Let’s categorise states into three categories from the BJP’s perspective: “attack”, “defend” and “ignore”. States under “attack” by the BJP include West Bengal and Odisha where it won only three out of 63 seats in 2014, but saw potential for big gains in 2019. States being “defended” are the seven states where the BJP and its allies outperformed in 2014, and where the party hopes to hold on to as many seats as possible. And “ignore” includes Tamil Nadu, Andhra Pradesh and Kerala where the BJP alliance has poor prospects.
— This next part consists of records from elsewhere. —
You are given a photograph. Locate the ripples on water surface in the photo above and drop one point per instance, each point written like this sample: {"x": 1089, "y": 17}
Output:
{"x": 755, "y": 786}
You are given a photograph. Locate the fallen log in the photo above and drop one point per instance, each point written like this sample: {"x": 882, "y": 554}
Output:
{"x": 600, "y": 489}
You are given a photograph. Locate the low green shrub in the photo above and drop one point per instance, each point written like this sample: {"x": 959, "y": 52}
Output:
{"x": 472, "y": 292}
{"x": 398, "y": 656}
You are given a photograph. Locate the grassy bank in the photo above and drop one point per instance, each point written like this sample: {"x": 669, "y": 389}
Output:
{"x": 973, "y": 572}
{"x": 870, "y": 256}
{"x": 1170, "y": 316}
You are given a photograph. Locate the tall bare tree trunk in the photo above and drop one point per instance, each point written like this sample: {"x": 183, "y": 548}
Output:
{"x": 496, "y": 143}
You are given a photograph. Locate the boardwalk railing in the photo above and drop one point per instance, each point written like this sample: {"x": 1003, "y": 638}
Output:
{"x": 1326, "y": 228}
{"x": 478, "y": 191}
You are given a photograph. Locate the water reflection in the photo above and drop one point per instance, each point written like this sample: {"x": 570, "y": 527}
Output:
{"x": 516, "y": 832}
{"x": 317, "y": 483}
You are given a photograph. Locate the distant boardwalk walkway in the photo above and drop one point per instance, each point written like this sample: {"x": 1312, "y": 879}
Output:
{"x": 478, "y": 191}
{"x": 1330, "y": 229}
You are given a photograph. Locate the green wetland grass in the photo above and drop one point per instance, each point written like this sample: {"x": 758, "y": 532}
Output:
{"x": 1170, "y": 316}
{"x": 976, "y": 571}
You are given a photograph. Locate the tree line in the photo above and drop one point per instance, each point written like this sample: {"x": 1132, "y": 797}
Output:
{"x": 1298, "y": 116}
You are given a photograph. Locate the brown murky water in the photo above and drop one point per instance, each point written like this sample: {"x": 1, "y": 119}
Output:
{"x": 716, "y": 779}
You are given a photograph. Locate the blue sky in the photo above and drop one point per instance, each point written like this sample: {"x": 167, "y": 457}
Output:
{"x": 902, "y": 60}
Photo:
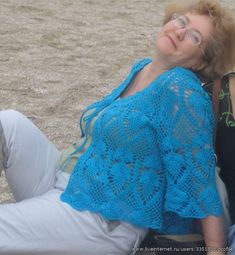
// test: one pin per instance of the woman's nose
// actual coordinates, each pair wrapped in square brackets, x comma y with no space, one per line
[180,33]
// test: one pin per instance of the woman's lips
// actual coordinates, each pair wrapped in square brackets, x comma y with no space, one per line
[172,41]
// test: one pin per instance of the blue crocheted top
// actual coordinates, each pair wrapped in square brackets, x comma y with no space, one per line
[151,159]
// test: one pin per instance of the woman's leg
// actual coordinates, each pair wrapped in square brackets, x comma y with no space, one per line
[29,159]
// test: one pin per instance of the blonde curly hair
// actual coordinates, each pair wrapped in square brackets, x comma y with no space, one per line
[220,51]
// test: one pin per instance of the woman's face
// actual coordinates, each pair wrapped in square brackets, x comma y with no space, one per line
[182,41]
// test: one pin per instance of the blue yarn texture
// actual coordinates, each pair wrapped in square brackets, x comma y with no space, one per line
[151,159]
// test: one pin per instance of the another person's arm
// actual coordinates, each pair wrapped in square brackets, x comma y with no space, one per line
[214,237]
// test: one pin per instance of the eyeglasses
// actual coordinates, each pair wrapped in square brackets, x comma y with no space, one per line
[181,21]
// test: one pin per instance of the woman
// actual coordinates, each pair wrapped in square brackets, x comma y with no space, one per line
[225,142]
[146,157]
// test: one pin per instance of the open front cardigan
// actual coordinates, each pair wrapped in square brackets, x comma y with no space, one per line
[151,159]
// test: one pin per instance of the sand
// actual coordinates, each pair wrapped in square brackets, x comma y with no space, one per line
[58,56]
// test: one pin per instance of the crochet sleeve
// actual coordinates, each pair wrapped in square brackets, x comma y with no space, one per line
[185,128]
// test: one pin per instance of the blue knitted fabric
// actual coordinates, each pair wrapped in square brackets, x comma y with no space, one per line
[151,160]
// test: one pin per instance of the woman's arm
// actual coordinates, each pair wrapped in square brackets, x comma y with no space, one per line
[214,236]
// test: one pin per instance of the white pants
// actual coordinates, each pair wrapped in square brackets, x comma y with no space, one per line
[39,223]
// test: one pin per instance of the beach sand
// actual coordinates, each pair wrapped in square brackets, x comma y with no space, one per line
[58,56]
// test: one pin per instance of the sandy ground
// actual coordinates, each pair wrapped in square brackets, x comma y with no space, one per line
[58,56]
The picture is as follows: the number of phases that “attack” states undergo has gone up by an average of two between 2014 and 2019, while the number of phases in states the BJP needs to “defend” has risen by an average of 0.7 phases. In states where the BJP sees little prospect of gains, the average has gone down by 0.3 phases. The fractions may seem small, but the gap between “defend” and “ignore” states is equivalent to a full phase, giving BJP leaders one extra phase in which to campaign there.
Things are rather different from the perspective of the Indian National Congress (INC). The INC alliance is on the “attack” in Maharashtra, Bihar, Tamil Nadu, Madhya Pradesh, Karnataka, Gujarat and Rajasthan, and is “defending” Kerala. It has limited prospects in Uttar Pradesh, West Bengal, Andhra Pradesh and Odisha.
And what we see is a 0.6-phase increase in the INC’s “attack” states, mostly because six of the seven states are those that the BJP happens to be “defending”. In states where the INC is not in contention, the ECI has increased campaigning by a full phase, while there is no increase in the one state the INC is “defending”. All in all, not a sequence particularly helpful to the INC.
Rahul Gandhi’s charge that the election phases were designed to help the BJP appears supported by the evidence. Unless the ECI has a more convincing argument that we are yet to see.